Hi friends!
How the heck are you doing?
Members of my journaling-club-inner-sanctum have been receiving weekly updates on some of the more personal things going on in my life (like moving to Northern California to be closer to The Boyfriend) so they know how I’m doing and…well… this move has been ROUGH. I kinda rushed the move and then the move itself was…an unmitigated disaster. Lol. ALL I CAN DO IS LAUGH AT THIS POINT!
Basically, the movers were so out of the ordinary slow that it took them eight hours to pack up my two bedroom apartment and THEN, by the time we got to the storage facility…it was closing. So, dearest reader, the movers left all of my stuff in the hallway of the storage facility overnight. BAHAHAHAHA.
I mean. REAL lol, right? What else can you do?
This would have been cause for a full meltdown in previous years but this time… I actually took it in stride because with this move I had tried to be GENTLE with myself instead of constantly PUSHING and so I had more emotional resources to keep me steady. For example, when I had a horrible migraine and just felt like shi* a few days before the official move, I stopped, cancelled a few meetings, and got a massage. I was so scared to take one hour off and horrified to move meetings, but that one hour might have saved my sanity.
So today, I want to talk about gentling our way through life as opposed to muscling (which comes WAY easier to me). My peeps in the journaling club are going to work with me this weekend on choosing ways to BE gentle, not just think about it. If that sounds interesting, I hope you’ll join me there:
This question of whether or not to be gentle comes up in almost every workshop I run. Someone inevitably asks:
“Don’t you have to be a little mean to yourself to get ahead?”
“If I don’t discipline myself, how will I grow?”
I get why they ask—it’s the lie we’ve been sold: that we’re broken, not enough, and only criticism, punishment, and relentless discipline will make us worthy.
But here’s the truth: research shows that self-compassionate people—those who don’t beat themselves into achievement—are actually more successful and healthier than their self-critical counterparts. Being cruel to yourself isn’t sustainable, and it doesn’t feel good.
So now, when life gets hard (break-ups, moves, the end of Vanderpump Rules), I ask myself these two questions:
“How can I be gentle with my feelings?”
“How would an ideal parent treat me right now?”

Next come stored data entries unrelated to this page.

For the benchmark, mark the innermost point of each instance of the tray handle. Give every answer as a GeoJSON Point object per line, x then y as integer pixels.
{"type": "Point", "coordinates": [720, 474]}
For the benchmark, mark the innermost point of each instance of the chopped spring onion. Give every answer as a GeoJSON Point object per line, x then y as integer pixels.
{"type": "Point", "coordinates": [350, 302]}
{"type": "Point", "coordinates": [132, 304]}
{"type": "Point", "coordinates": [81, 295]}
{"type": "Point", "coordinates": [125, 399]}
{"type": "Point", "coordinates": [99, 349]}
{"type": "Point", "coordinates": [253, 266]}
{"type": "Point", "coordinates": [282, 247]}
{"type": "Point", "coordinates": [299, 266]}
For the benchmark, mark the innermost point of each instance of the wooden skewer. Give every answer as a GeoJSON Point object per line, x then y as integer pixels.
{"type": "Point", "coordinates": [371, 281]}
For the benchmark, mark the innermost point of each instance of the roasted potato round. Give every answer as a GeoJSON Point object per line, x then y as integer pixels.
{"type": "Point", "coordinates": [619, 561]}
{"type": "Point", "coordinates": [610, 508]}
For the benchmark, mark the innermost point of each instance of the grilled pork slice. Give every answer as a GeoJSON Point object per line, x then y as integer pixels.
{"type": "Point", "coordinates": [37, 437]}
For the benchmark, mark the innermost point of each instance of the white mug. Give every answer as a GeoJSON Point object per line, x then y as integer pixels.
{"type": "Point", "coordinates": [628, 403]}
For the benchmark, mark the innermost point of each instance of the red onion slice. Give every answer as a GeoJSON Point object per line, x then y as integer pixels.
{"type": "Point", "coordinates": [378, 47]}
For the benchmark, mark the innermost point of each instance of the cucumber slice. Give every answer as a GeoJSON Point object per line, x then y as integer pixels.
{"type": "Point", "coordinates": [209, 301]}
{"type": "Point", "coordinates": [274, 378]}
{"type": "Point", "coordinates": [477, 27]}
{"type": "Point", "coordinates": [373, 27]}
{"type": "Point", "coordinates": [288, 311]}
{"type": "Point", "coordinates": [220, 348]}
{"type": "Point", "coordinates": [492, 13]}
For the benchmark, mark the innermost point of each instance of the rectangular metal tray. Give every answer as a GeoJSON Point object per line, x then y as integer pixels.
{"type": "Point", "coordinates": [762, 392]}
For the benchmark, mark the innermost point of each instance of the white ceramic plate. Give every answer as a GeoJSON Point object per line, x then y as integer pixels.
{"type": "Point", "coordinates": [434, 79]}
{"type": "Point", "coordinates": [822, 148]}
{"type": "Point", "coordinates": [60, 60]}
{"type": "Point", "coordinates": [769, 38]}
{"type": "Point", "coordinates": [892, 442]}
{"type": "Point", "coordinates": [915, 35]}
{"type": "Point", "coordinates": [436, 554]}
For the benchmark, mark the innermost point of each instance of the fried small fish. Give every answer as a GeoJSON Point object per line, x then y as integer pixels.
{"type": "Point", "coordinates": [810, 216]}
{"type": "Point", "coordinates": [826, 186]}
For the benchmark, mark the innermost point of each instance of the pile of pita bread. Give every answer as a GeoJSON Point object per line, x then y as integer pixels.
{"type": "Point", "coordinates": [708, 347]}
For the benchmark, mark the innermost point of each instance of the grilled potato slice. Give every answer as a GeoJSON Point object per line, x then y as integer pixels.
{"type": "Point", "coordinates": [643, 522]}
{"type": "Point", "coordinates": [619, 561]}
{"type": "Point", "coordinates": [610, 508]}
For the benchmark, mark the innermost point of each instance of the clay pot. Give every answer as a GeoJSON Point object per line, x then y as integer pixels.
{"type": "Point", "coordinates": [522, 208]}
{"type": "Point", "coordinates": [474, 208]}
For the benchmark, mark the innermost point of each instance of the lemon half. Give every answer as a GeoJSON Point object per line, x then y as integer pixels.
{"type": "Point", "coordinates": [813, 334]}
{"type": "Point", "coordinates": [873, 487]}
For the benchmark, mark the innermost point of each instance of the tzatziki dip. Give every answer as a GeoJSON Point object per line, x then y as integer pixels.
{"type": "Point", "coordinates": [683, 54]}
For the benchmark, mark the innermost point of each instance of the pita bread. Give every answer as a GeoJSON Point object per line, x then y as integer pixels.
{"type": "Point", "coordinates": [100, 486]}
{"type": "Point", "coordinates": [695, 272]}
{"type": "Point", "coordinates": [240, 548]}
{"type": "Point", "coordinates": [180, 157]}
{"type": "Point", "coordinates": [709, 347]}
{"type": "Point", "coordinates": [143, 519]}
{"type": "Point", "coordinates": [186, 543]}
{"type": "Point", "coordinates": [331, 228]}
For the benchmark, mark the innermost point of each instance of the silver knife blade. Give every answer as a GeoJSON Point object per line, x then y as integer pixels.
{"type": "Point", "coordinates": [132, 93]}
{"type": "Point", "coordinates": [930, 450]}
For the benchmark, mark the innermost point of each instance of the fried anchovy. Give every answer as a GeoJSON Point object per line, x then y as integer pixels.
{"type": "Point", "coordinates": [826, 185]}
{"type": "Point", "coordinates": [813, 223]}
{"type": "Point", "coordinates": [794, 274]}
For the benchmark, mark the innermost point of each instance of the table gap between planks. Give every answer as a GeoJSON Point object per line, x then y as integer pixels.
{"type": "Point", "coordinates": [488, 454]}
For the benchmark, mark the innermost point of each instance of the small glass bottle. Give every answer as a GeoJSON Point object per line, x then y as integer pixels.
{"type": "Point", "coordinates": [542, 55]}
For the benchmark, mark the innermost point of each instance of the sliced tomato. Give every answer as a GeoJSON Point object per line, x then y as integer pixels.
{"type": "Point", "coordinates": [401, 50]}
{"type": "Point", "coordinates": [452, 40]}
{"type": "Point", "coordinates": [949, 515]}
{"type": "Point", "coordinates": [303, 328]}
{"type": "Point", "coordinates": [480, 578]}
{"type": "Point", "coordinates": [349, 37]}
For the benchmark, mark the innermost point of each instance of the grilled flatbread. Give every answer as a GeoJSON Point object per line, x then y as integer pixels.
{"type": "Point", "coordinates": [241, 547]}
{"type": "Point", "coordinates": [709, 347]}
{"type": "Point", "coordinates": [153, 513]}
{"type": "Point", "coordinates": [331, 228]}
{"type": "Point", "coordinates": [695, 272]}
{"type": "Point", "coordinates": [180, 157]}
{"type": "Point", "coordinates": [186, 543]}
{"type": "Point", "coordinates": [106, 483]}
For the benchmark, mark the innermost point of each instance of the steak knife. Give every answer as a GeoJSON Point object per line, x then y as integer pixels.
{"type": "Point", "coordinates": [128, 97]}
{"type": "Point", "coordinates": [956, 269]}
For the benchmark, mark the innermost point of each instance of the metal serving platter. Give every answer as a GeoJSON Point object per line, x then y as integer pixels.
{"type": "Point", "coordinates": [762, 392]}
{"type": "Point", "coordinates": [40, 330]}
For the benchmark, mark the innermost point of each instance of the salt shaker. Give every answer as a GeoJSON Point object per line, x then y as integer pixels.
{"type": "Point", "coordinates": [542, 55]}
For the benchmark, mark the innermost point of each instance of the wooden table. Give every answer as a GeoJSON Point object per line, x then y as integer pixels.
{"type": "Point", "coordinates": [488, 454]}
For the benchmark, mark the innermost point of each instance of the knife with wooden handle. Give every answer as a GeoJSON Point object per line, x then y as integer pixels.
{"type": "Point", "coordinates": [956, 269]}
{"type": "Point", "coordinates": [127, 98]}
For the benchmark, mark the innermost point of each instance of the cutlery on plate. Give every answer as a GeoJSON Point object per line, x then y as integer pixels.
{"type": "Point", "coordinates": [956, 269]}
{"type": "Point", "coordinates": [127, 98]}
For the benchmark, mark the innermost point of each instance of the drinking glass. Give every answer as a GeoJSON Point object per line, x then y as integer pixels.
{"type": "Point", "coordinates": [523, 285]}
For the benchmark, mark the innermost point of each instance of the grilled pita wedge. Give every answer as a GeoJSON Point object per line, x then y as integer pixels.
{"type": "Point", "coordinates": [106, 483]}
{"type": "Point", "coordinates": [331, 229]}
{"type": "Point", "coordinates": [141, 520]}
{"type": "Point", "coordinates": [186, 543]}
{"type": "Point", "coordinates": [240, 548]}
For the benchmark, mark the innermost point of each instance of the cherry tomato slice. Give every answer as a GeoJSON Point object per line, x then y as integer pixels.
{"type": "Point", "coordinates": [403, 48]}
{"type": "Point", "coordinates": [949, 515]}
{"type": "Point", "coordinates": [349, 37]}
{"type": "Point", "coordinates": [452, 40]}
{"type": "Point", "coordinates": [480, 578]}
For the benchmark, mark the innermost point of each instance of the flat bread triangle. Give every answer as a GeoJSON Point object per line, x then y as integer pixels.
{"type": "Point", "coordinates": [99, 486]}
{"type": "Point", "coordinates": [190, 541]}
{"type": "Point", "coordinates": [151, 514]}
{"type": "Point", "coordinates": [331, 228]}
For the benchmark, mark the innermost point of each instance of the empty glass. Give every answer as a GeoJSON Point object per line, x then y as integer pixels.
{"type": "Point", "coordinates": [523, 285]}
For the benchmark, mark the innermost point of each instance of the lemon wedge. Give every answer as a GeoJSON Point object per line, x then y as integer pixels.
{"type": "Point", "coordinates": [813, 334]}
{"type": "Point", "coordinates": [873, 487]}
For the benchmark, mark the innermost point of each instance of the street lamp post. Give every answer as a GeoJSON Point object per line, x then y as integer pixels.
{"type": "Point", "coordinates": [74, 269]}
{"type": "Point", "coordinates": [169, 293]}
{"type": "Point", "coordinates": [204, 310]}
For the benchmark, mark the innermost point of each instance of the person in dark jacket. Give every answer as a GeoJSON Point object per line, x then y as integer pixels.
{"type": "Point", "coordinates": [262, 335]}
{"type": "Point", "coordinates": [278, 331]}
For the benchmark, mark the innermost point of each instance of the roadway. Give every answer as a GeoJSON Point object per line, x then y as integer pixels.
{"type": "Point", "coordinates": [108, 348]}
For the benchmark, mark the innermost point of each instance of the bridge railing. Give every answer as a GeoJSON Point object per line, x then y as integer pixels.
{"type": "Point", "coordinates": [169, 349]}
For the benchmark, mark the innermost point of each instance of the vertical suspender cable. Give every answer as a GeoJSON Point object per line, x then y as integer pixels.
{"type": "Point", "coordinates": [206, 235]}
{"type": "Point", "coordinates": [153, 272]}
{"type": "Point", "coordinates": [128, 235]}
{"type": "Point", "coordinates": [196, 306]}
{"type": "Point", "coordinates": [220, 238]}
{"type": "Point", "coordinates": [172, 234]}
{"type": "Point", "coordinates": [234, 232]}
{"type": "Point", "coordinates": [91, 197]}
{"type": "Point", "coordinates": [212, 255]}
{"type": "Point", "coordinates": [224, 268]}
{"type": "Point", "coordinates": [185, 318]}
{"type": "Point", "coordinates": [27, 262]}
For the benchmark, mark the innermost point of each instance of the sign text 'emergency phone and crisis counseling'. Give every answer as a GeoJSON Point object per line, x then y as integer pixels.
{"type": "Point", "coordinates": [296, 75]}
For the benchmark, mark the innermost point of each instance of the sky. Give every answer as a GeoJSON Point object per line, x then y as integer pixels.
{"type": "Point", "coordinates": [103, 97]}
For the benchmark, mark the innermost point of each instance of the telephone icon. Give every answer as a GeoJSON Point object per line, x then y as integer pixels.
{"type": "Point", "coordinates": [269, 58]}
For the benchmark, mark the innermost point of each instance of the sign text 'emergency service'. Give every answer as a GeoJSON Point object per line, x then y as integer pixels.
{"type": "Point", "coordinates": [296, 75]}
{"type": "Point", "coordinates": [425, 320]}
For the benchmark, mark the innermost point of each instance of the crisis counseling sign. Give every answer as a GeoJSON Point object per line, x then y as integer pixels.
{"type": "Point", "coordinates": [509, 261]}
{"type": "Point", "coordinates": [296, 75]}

Whatever the answers are—that’s how I try to act.
When in doubt: treat yourself like someone worth protecting.
What do you think about gentling our way through life?
Does it come easily to you? Do you have to fight yourself in order to earn care? Are you still stuck in strive drive? I read and reply to every comment and am genuinely so thrilled to chat with you.
If this was interesting to you…
Join me in my tree-house/journaling club where we’ll be reflecting on what it takes to be gentle.
This is definitely something I am working on in/for myself post-divorce. I’m totally absorbed with hustling and striving and always being busy, and I always feel that underlying thread of anxiety nagging at my soul. Thank you for sharing your gentler journey.
I’m definitely working on figuring out what this balance looks like. For so long I thought resting would mean doing nothing, which didn’t appeal to me. I think that’s the beauty of the word gentle. You can bring it to an act, any act really.